User Table : Index on uuid
Home Table : Separate Index on phoneNumberHash and secondaryPhoneNumberHash
Utility_Tags: Separate Index on tag_name and tag_value
Query I am running:
SELECT uuid, firstname
FROM users
WHERE ( uuid in (
SELECT `uuid`
FROM `homes`
WHERE ( ( `phoneNumberHash` = '02c' OR `secondaryPhoneNumberHash` = '02c' ))
)
OR uuid in (
SELECT `user_id`
FROM `utility_tags`
WHERE ( `tag_name` = 'ACCOUNT_NUMBER' AND `tag_value`= '13' )
))
AND `status` != 'DELETED'
ORDER BY `createdAt` DESC LIMIT 10 OFFSET 0;
The query is slow and takes around 6 sec when there are 2M rows in user and homes table.
I tried join query:
SELECT users.uuid, firstname
FROM users inner join homes on homes.uuid=users.uuid
inner join utility_tags on utility_tags.user_id=users.uuid
WHERE ( phoneNumberHash = '02c' OR secondaryPhoneNumberHash = '02cd0' )

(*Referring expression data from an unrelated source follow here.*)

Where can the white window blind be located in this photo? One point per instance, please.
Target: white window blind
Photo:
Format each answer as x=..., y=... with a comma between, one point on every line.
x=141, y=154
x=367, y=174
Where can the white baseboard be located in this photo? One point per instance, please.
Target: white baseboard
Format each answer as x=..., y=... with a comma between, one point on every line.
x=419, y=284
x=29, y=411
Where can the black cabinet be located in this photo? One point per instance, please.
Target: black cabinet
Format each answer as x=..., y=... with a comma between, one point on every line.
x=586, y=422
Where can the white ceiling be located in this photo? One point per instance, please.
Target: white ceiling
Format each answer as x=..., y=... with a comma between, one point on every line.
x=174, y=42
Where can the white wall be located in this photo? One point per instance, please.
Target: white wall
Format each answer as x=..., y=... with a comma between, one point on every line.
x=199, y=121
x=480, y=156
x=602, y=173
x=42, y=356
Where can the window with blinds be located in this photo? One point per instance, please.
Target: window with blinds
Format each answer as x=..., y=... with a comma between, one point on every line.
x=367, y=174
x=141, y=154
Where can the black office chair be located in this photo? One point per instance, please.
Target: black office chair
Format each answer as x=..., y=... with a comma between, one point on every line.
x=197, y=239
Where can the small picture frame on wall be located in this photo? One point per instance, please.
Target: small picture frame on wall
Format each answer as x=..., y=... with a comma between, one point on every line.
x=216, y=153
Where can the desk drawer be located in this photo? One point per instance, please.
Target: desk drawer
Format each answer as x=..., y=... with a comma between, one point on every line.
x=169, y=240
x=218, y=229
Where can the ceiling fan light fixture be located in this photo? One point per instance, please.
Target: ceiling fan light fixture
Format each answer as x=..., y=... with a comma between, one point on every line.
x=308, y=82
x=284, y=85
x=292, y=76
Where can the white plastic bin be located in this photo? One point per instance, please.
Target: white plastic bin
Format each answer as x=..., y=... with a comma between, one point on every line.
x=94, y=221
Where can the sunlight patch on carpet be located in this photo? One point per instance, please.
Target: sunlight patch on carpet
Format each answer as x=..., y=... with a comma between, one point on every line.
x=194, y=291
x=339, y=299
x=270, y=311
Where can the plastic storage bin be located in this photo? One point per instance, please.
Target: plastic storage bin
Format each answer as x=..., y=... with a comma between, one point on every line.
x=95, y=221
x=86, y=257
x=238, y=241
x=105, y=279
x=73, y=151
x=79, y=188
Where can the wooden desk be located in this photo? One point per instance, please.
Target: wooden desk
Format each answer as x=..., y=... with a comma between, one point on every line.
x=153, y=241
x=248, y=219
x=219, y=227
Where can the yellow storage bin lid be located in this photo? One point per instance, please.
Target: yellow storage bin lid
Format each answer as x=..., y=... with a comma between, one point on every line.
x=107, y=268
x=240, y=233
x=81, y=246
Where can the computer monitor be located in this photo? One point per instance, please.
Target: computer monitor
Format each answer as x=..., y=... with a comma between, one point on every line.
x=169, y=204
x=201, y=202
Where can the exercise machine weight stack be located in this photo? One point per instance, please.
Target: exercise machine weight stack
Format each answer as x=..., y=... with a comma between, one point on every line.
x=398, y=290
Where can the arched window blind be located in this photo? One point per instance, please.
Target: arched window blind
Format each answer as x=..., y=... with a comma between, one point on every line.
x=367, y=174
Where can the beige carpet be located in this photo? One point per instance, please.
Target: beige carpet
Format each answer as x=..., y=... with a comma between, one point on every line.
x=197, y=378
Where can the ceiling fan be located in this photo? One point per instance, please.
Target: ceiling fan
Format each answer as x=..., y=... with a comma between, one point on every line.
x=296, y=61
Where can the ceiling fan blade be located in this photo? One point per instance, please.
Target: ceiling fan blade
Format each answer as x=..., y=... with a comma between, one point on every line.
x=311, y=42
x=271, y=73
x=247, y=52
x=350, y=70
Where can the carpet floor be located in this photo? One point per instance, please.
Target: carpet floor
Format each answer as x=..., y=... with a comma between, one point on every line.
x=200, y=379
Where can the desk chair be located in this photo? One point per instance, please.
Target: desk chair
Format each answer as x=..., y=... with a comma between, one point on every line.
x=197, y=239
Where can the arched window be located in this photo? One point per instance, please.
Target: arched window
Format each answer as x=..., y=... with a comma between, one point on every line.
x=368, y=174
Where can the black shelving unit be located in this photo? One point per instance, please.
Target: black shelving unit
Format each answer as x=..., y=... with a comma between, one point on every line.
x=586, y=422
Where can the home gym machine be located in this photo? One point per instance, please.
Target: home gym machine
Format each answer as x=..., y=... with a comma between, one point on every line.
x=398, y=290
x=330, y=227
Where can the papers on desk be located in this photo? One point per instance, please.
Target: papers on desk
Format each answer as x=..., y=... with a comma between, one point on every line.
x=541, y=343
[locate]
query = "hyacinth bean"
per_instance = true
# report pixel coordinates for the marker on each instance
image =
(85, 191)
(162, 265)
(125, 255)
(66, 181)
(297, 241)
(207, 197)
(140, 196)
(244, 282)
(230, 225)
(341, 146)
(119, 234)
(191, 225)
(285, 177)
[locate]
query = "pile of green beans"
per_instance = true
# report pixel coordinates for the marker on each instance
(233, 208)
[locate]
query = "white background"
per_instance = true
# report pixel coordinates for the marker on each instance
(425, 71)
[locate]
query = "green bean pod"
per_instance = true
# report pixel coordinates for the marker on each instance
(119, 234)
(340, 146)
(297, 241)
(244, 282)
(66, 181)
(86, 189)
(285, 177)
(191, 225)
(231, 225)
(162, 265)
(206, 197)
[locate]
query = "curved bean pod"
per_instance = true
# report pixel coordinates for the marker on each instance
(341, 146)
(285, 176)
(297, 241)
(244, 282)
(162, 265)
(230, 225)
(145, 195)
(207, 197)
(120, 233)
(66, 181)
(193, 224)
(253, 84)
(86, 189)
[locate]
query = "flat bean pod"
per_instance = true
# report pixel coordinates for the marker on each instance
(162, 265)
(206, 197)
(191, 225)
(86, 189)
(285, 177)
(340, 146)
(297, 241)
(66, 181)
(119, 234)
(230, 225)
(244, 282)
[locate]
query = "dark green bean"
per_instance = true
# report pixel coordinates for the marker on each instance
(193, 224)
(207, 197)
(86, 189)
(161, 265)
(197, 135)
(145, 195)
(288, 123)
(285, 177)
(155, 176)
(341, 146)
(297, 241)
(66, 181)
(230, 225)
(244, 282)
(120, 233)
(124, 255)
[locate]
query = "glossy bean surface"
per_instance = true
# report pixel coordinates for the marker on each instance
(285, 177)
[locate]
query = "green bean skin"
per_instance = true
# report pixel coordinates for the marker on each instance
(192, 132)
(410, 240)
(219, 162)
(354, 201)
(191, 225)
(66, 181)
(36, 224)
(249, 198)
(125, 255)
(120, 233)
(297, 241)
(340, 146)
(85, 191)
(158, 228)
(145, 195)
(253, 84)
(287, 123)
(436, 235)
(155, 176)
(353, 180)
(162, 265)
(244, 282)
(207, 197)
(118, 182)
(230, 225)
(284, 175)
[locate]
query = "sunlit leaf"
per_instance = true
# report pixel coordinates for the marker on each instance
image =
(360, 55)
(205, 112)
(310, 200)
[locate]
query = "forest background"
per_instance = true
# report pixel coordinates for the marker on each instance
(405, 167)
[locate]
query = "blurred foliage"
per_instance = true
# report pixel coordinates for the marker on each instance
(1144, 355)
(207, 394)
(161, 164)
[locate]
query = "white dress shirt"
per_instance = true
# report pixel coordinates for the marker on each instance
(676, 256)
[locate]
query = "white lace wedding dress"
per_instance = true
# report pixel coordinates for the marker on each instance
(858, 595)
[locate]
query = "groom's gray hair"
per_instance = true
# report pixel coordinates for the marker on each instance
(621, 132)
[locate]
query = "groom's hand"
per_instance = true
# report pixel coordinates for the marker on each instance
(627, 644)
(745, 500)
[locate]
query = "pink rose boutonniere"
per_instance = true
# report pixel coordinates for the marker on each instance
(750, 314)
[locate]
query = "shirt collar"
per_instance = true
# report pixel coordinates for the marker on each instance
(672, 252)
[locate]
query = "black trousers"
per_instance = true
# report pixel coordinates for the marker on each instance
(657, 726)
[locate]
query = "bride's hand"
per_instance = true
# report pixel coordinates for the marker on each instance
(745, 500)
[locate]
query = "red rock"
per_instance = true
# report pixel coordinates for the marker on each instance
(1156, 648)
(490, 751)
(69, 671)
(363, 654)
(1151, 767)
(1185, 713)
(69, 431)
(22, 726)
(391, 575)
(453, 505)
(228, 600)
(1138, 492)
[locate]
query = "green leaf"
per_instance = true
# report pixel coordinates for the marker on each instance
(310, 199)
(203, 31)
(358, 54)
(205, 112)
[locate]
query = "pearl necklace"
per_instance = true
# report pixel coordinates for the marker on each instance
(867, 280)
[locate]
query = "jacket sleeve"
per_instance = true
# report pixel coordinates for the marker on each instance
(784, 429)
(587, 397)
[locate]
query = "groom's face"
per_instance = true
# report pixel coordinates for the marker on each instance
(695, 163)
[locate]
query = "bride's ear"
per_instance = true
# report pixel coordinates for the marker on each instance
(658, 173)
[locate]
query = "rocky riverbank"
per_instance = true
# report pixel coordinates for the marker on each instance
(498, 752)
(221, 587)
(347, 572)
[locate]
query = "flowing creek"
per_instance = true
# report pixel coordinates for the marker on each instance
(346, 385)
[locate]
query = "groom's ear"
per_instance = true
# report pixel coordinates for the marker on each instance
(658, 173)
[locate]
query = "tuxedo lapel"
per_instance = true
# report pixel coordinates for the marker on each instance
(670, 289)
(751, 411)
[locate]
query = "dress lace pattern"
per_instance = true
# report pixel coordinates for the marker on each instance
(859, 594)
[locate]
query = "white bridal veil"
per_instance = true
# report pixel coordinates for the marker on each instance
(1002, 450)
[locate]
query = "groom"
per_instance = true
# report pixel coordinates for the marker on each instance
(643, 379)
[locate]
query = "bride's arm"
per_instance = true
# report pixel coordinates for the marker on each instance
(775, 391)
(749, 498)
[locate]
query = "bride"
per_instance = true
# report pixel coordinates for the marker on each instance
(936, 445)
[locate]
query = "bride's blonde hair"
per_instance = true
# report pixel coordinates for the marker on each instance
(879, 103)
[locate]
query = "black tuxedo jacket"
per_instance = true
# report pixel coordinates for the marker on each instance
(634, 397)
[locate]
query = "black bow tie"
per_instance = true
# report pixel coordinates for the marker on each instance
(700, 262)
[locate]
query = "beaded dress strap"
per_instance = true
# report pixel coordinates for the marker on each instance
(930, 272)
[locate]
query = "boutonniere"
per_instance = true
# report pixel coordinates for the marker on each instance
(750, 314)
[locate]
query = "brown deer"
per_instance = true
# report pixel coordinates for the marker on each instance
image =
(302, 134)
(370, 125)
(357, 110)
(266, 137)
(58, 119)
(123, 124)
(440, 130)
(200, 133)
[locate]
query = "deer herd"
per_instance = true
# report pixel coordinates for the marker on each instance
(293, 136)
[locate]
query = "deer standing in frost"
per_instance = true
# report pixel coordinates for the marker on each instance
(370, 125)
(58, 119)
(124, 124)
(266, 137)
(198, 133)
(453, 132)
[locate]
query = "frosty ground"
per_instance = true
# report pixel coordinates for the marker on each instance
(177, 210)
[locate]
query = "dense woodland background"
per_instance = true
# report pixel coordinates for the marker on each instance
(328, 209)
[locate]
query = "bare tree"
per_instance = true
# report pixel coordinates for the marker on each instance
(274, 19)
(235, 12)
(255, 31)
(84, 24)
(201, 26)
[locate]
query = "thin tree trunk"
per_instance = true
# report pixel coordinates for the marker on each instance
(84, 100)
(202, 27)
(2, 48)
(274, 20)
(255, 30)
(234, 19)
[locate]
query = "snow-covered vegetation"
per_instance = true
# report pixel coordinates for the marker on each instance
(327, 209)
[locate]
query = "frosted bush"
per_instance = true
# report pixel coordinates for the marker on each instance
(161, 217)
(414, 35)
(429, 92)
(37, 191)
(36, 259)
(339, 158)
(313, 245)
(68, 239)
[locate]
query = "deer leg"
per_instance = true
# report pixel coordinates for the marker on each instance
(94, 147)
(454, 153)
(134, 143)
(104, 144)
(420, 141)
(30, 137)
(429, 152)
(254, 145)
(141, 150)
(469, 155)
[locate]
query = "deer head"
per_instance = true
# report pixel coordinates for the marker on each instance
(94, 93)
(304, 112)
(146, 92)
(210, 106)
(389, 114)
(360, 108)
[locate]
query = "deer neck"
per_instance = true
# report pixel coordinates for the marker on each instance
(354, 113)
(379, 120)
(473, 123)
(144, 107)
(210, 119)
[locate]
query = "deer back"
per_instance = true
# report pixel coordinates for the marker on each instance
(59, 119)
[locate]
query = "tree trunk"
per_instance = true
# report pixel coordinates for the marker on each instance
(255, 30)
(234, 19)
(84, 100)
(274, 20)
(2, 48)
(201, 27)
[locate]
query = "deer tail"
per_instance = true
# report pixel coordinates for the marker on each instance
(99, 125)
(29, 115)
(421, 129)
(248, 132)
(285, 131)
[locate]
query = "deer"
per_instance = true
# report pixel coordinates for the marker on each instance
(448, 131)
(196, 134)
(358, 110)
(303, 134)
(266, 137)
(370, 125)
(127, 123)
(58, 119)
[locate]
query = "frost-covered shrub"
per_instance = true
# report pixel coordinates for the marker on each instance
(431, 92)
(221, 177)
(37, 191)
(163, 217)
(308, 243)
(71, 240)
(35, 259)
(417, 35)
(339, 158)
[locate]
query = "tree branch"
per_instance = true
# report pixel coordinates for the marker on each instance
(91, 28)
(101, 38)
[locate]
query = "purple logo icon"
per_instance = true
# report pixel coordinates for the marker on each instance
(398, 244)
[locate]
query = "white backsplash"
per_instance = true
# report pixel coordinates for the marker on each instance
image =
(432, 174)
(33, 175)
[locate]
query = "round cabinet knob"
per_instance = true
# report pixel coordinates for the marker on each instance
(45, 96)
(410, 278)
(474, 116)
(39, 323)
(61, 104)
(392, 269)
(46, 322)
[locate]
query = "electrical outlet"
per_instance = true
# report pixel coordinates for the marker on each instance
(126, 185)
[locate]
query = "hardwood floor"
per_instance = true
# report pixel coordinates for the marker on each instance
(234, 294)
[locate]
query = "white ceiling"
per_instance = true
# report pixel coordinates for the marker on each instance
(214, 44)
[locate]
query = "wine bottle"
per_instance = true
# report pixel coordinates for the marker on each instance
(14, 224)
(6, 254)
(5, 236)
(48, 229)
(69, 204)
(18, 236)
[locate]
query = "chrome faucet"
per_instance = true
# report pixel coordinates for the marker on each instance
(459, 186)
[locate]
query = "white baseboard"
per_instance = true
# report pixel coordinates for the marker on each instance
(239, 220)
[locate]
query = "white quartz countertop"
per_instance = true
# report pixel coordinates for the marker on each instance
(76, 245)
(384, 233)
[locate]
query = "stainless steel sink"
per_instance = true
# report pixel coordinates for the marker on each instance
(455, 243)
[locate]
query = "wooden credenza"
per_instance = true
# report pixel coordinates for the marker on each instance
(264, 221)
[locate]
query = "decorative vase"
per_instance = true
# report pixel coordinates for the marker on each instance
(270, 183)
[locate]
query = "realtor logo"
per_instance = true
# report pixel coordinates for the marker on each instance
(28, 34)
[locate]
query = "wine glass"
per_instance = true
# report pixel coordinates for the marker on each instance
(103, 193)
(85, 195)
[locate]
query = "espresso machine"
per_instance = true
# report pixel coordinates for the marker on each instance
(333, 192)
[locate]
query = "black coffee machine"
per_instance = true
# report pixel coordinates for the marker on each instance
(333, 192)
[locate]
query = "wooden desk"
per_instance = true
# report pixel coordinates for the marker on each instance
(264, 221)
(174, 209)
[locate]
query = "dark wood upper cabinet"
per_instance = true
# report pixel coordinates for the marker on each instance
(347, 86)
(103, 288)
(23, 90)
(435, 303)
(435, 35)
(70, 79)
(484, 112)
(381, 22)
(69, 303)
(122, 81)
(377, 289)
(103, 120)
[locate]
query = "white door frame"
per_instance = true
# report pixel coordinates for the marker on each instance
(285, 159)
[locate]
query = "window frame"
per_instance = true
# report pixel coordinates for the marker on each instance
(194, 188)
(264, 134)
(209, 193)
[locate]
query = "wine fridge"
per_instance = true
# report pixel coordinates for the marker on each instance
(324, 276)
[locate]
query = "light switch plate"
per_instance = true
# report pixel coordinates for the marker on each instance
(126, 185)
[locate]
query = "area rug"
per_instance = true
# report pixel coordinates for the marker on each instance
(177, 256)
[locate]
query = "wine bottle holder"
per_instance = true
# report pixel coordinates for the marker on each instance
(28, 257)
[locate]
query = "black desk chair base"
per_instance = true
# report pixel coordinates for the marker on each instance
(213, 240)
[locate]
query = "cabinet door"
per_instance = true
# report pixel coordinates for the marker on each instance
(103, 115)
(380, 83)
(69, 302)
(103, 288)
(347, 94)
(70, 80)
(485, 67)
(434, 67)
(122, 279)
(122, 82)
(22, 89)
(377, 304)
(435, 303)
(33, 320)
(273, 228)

OR ( tag_name = 'ACCOUNT_NUMBER' AND tag_value= '1311851988' )
AND `status` != 'DELETED'
ORDER BY `createdAt` DESC
LIMIT 10 OFFSET 0;
This takes around 30 seconds.
Any help is highly appreciated.
You are selecting certain rows from your users table based on matches in your other tables. You're using a complex IN( ... ) clause for that.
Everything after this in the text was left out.